Approximate integral is 0.01795, with error < 0.001.

1Step 1: Express the Function as a Series

The given function is the product of \( x^2 \) and \( e^{-x^2} \). We start by expressing \( e^{-x^2} \) as a power series. The exponential function \( e^{-x^2} \) can be expanded using Taylor series:\[e^{-x^2} = 1 - x^2 + \frac{(x^2)^2}{2!} - \frac{(x^2)^3}{3!} + \cdots.\]

2Step 2: Multiply Series by \(x^2\)

To approximate the integral of \( x^2 e^{-x^2} \), multiply each term of the series \( e^{-x^2} \) by \( x^2 \):\[x^2 e^{-x^2} = x^2 \left(1 - x^2 + \frac{x^4}{2} - \frac{x^6}{6} + \cdots\right) = x^2 - x^4 + \frac{x^6}{2} - \frac{x^8}{6} + \cdots.\]

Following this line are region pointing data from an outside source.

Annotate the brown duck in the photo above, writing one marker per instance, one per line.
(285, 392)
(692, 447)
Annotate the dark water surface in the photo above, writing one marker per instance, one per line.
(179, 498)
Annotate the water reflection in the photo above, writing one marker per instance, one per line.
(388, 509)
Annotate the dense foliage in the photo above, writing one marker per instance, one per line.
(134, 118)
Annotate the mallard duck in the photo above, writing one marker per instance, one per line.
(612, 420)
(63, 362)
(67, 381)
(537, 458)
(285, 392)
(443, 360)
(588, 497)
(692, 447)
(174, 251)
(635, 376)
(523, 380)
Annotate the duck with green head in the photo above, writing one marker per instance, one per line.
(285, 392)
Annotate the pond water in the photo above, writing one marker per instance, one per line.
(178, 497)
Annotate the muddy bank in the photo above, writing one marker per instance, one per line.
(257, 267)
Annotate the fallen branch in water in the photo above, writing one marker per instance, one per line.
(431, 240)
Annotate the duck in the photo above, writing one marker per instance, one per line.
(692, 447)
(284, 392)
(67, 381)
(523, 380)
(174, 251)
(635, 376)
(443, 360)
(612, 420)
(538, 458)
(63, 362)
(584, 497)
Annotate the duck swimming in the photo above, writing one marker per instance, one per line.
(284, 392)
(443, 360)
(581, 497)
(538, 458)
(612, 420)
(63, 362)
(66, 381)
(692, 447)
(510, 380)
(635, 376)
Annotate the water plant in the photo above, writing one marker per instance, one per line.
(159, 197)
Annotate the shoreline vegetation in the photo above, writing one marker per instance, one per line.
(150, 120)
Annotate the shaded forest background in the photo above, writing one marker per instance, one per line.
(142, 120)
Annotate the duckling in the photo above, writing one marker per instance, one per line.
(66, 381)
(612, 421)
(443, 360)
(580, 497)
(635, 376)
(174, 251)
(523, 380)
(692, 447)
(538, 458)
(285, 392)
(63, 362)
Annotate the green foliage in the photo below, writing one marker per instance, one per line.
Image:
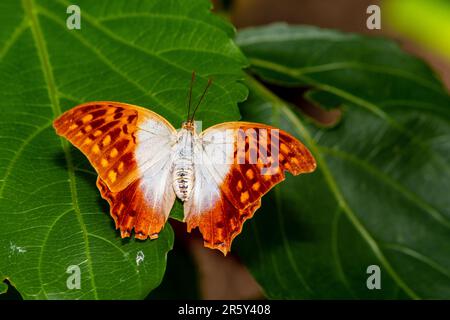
(419, 20)
(379, 195)
(380, 192)
(142, 53)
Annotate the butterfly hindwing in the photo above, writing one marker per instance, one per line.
(226, 193)
(130, 148)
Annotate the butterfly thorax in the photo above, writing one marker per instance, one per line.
(183, 164)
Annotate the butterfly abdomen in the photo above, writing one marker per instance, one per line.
(183, 166)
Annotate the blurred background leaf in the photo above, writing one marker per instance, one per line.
(424, 21)
(379, 195)
(51, 215)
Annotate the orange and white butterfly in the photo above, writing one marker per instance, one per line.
(143, 164)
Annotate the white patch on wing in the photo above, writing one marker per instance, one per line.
(154, 155)
(213, 156)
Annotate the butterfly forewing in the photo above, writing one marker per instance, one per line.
(228, 193)
(133, 151)
(130, 148)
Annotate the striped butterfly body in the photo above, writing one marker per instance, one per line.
(144, 164)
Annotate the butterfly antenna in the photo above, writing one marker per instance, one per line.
(201, 98)
(190, 94)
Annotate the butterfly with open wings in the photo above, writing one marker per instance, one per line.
(144, 164)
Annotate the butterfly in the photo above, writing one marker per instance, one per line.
(143, 164)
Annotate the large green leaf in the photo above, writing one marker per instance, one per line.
(379, 195)
(139, 52)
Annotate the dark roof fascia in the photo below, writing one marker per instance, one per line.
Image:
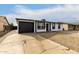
(40, 21)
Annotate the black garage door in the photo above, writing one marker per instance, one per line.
(25, 27)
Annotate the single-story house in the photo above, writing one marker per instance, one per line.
(73, 27)
(29, 25)
(4, 24)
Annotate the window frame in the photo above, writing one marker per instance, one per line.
(42, 26)
(53, 25)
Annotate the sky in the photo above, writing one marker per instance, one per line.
(68, 13)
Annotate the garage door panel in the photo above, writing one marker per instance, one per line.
(25, 27)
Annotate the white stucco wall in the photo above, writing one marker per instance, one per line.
(56, 27)
(40, 30)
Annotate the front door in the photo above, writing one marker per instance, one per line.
(47, 27)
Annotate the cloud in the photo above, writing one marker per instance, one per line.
(65, 13)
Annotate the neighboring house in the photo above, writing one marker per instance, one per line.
(28, 25)
(4, 25)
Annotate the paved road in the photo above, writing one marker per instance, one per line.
(30, 43)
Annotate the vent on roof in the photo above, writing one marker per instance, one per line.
(43, 20)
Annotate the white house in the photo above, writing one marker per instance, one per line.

3Step 3: Integrate Term by Term Over \([0, 0.5]\)

Integrate each term individually from 0 to 0.5:\[\int_0^{0.5} x^2 \: dx = \frac{x^3}{3}\Bigg|_0^{0.5} = \frac{0.5^3}{3} - 0 = \frac{1}{24},\]\[\int_0^{0.5} x^4 \: dx = \frac{x^5}{5}\Bigg|_0^{0.5} = \frac{0.5^5}{5} - 0 = \frac{1}{320},\]\[\int_0^{0.5} \frac{x^6}{2} \: dx = \frac{x^7}{14}\Bigg|_0^{0.5} = \frac{0.5^7}{14} - 0 = \frac{1}{3584},\]\[\int_0^{0.5} \frac{x^8}{6} \: dx = \frac{x^9}{54}\Bigg|_0^{0.5} = \frac{0.5^9}{54} - 0 = \frac{1}{55296}.\]

4Step 4: Sum the Integrated Series

Add the results of the integration up to the point where the error is less than 0.001:\[\int_0^{0.5} x^2 e^{-x^2} \: dx \approx \left(\frac{1}{24} - \frac{1}{320} + \frac{1}{3584} - \cdots\right).\] Calculate the sum up until the absolute value of the terms becomes smaller than the desired error threshold of 0.001:\[\frac{1}{24} - \frac{1}{320} + \frac{1}{3584} \approx 0.0208 - 0.003125 + 0.000279 = 0.017954.\]

5Step 5: Verify the Error

Calculate the next term \( \int_0^{0.5} \frac{x^8}{6} \: dx \), which is \( \frac{1}{55296} \approx 0.000018 \), smaller than 0.001. Hence, stopping after the \( x^6 \) term gives a sufficient approximation.

Key Concepts

Taylor SeriesDefinite IntegralError EstimationPower Series Expansion

Taylor Series

The Taylor Series is a powerful mathematical tool that allows us to approximate complex functions using polynomials. This is particularly useful when the function itself is challenging to work with directly. In this exercise, we're dealing with the exponential function \(e^{-x^2}\). By expanding \(e^{-x^2}\) into a Taylor series around 0, we can express it as:

\( e^{-x^2} = 1 - x^2 + \frac{(x^2)^2}{2!} - \frac{(x^2)^3}{3!} + \cdots \)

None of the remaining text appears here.